Let's build a sample app and show the use case. First step, start a C# console application with Visual Studio. Use the Nuget package manager and install the TikaOnDotNet.TextExtractor packages.



Then, try this sample code. It shows an example of text extraction examples for a file, Url, and byte array sources.

using System;
using System.Collections.Generic;
using System.Linq;
using System.Text;
using System.Threading.Tasks;
using TikaOnDotNet.TextExtraction;

namespace TikaTest
{
    class Program
    {
        static void Main(string[] args)
        {

            TextExtractor textExtractor = new TextExtractor();

            // Fun Utf8 strings found here: http://www.columbia.edu/~fdc/utf8/
            string utf8InputString = @"It's a small village in eastern Lower Saxony. The ""oe"" in this case turns out to be the Lower Saxon ""lengthening e""(Dehnungs-e), which makes the previous vowel long (used in a number of Lower Saxon place names such as Soest and Itzehoe), not the ""e"" that indicates umlaut of the preceding vowel. Many thanks to the Óechtringen-Namenschreibungsuntersuchungskomitee (Alex Bochannek, Manfred Erren, Asmus Freytag, Christoph Päper, plus Werner Lemberg who serves as Óechtringen-Namenschreibungsuntersuchungskomiteerechtschreibungsprüfer) for their relentless pursuit of the facts in this case.
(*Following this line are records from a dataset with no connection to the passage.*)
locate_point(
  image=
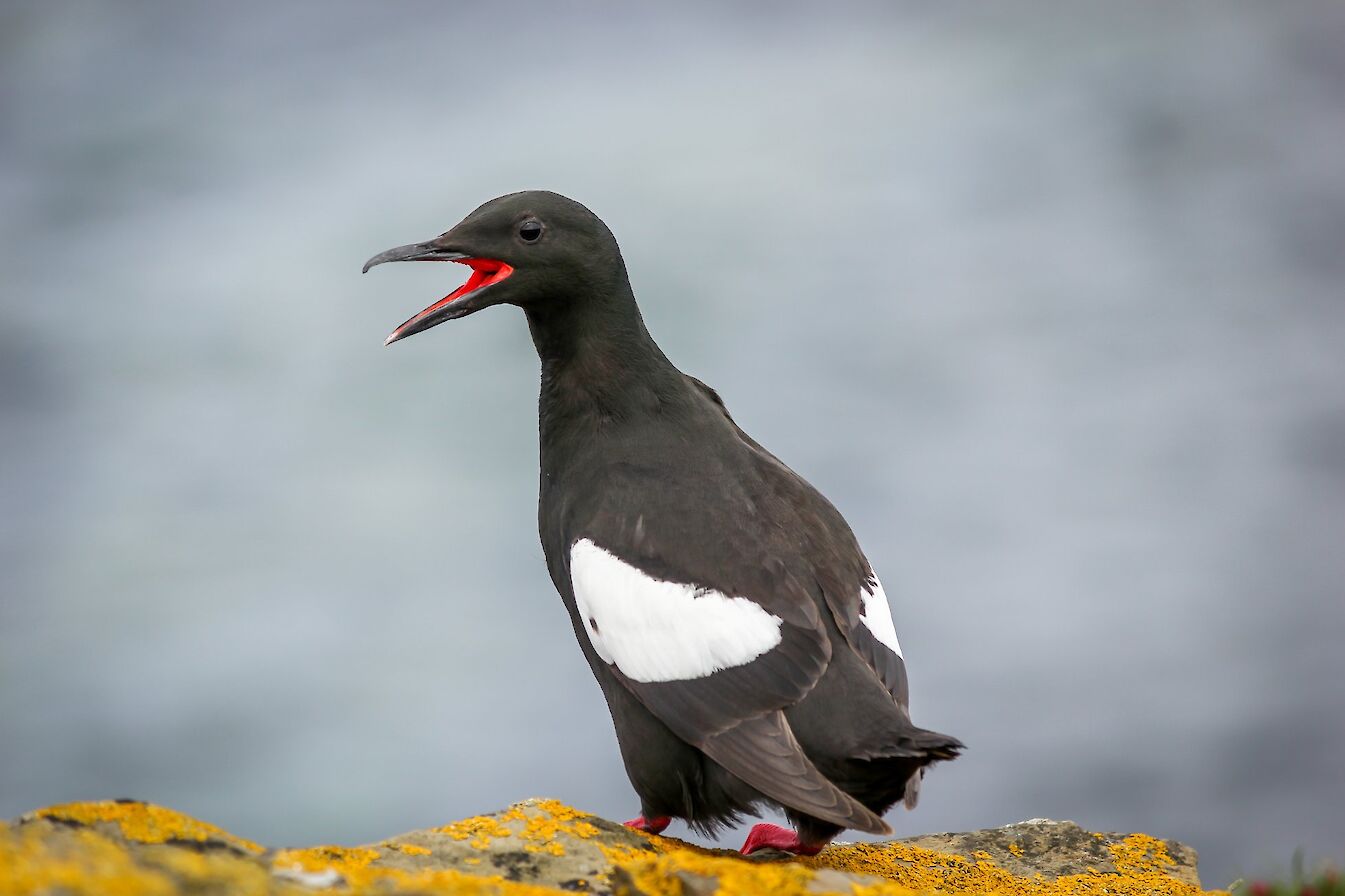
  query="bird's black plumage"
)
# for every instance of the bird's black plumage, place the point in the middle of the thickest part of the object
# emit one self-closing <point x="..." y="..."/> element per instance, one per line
<point x="724" y="604"/>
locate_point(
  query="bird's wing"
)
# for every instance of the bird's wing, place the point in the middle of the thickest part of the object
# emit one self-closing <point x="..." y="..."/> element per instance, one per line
<point x="716" y="665"/>
<point x="852" y="589"/>
<point x="865" y="619"/>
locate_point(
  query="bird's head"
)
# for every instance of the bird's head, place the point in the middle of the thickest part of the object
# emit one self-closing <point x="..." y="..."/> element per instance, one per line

Conclusion: the accent almost certainly does not belong on this (or any other native German) word, but neither can it be dismissed as dirt on the page. To add to the mystery, it has been reported that other copies of the same edition of the PLZB do not show the accent! UPDATE (March 2006): David Krings was intrigued enough by this report to contact the mayor of Ebstorf, of which Oechtringen is a borough, who responded:";
            // Convert string to byte array
            byte[] byteArrayInput = Encoding.UTF8.GetBytes(utf8InputString);
            // Text Extraction Example for Byte Array
            TextExtractionResult result = textExtractor.Extract(byteArrayInput);
            Console.WriteLine(result.Text);

            // Text Extraction Example for Uri:
            result = textExtractor.Extract(new Uri("http://blog.novelessay.com"));
            Console.WriteLine(result.Text);

            // Text Extraction Example for File
            result = textExtractor.Extract(@"c:\myPdf.pdf");
            Console.WriteLine(result.Text);

            // Note that result also has metadata collection and content type attributes
            //result.Metadata
            //result.ContentType
        }
    }
}

Notice that the TextExtractionResult has a Metadata collection and also a content type attribute. Here's an example of the metadata provided along with the extracted text. It contains many things including author, dates, keywords, title, and description.


      

I've been very pleased with Tika's quality and ability to handle many different file types. I hope you try it out and enjoy it too.